As first step, performing a dose–response curve, the saturation concentration of biotinilated–HKa (HKa*) was determined. The minimal concentration of HKa*, able to produce the highest signal obtainable by its binding to tropomyosin, was 80 nM. Successively, the ability of TetraHPRG to compete with HKa* in the binding with tropomyosin has been tested through the coincubation of TetraHPRG, at different concentrations and maintaining HKa* concentration set to 80 nM. In the concentration range investigated (5–50 µM), the TetraHPRG induced a mild reduction of the levels of HKa* bound to tropomyosin, confirming that the peptide, although at different orders of magnitude, has affinity to tropomyosin and may compete with HKa*. On the contrary, the shorter sequence i.e., the hexapeptide, encompassing only one repeat unit Ac-GHHPHG-NH2, has no effect, even at 100 µM, that correspond to 25 µM concentration of TetraHPRG.
The metal effect was evaluated using copper or zinc ions at 10 µM. As showed in Figure 1, in the presence of both metal ions, the TetraHPRG resulted to be not competitive in the binding to tropomyosin; on the contrary, we could notice an increase of HKa* bound. Therefore, the dose–response trend observed in Figure 1 clearly indicates, that the TetraHPRG, in the used experimental conditions, promoted the tropomyosin-HKa* interaction, suggesting the presence of a ternary system due to the interaction among proteins, peptide and metal ions.

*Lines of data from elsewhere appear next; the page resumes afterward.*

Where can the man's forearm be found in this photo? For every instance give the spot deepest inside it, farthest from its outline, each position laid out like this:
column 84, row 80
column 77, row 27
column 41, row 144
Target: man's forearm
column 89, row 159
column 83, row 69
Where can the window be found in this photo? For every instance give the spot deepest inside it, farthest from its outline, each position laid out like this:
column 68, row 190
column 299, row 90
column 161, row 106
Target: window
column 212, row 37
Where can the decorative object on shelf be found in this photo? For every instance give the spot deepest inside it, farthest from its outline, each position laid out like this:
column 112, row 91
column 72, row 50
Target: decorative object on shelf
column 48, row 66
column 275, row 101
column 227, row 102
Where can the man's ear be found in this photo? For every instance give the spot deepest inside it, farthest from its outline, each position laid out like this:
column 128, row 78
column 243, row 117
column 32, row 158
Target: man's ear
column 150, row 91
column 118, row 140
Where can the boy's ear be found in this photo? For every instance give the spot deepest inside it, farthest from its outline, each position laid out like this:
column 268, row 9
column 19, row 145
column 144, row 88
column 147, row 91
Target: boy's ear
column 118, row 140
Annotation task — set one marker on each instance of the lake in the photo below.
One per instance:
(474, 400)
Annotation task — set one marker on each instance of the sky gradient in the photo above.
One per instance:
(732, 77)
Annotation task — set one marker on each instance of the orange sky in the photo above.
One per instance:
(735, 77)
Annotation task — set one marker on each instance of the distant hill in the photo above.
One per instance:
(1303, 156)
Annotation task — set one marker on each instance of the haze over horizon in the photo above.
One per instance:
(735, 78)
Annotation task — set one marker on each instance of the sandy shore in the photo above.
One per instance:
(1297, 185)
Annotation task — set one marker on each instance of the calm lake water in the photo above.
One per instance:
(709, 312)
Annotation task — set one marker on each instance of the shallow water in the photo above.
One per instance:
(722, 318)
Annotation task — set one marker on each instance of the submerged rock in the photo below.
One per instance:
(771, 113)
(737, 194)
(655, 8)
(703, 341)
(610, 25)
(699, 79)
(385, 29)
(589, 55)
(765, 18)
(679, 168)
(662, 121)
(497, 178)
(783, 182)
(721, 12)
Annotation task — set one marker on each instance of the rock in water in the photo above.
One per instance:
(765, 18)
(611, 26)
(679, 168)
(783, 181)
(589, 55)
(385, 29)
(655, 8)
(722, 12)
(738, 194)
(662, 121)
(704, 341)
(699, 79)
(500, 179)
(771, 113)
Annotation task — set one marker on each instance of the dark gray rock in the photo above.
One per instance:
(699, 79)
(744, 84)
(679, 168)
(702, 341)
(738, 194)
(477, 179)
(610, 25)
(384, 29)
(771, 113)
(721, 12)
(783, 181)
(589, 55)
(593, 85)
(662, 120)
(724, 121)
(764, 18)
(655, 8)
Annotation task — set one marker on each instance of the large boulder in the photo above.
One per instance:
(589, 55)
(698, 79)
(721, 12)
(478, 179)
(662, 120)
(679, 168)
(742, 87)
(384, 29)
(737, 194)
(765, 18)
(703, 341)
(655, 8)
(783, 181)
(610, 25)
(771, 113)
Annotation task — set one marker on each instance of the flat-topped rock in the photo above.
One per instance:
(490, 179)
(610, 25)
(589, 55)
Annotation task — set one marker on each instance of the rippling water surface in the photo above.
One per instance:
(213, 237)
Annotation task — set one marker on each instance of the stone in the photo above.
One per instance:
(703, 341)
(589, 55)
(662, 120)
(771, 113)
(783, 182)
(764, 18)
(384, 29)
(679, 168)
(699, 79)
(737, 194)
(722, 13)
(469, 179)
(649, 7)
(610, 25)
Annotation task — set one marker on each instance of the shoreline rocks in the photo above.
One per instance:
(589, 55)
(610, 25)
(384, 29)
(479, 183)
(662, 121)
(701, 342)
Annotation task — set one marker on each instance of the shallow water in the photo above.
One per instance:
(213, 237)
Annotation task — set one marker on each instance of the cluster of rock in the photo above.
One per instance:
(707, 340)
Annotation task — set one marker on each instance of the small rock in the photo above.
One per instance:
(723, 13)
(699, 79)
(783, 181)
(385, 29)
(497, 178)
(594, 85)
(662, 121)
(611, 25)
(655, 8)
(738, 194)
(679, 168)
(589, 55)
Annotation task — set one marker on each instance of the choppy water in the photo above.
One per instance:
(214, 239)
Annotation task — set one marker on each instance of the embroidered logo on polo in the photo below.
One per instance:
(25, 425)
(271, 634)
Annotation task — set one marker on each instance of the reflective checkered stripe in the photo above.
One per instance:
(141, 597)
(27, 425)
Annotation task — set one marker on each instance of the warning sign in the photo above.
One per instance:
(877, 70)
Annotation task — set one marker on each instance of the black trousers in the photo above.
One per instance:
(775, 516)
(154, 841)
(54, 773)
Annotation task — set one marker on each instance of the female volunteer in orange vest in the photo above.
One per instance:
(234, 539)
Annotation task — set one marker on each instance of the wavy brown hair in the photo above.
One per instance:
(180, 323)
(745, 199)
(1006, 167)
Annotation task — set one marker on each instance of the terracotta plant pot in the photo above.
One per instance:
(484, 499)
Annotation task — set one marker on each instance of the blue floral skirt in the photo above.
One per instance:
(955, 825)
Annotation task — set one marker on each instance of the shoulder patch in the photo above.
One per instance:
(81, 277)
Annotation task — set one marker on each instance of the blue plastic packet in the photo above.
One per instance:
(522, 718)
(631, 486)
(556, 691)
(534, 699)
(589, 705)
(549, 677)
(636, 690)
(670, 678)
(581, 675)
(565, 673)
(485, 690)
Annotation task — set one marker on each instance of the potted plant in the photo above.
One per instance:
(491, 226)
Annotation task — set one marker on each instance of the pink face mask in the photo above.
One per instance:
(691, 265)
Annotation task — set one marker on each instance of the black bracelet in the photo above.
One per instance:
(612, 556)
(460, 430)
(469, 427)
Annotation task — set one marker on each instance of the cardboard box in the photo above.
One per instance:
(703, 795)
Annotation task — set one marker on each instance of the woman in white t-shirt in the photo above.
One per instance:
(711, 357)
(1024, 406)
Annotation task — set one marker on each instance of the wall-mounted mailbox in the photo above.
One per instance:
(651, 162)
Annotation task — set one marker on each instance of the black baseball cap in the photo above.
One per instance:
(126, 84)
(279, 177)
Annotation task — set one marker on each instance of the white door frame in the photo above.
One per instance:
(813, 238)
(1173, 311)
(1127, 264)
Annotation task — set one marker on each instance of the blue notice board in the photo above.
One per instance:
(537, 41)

Furthermore, it should be highlighted that in absence of TetraHPRG, the behavior of zinc and copper is opposite; i.e., the Zn2+ slightly reduced the amount of HKa* bound to tropomyosin, on the contrary, the Cu2+ slightly increased it.
A hypothesis is that the metal ions differently affected the conformational features of molecules involved in the tropomyosin–TetraHPRG–HKa* interaction. Previously, it was reported that the binding of zinc to domain D5 (HKa domain 5) induced a conformational change in the entire HKa molecule [28], unlike other metal ions, as well as Cu2+. Thus, CD measurements were carried out to assess if a similar effect is observed for the investigated systems.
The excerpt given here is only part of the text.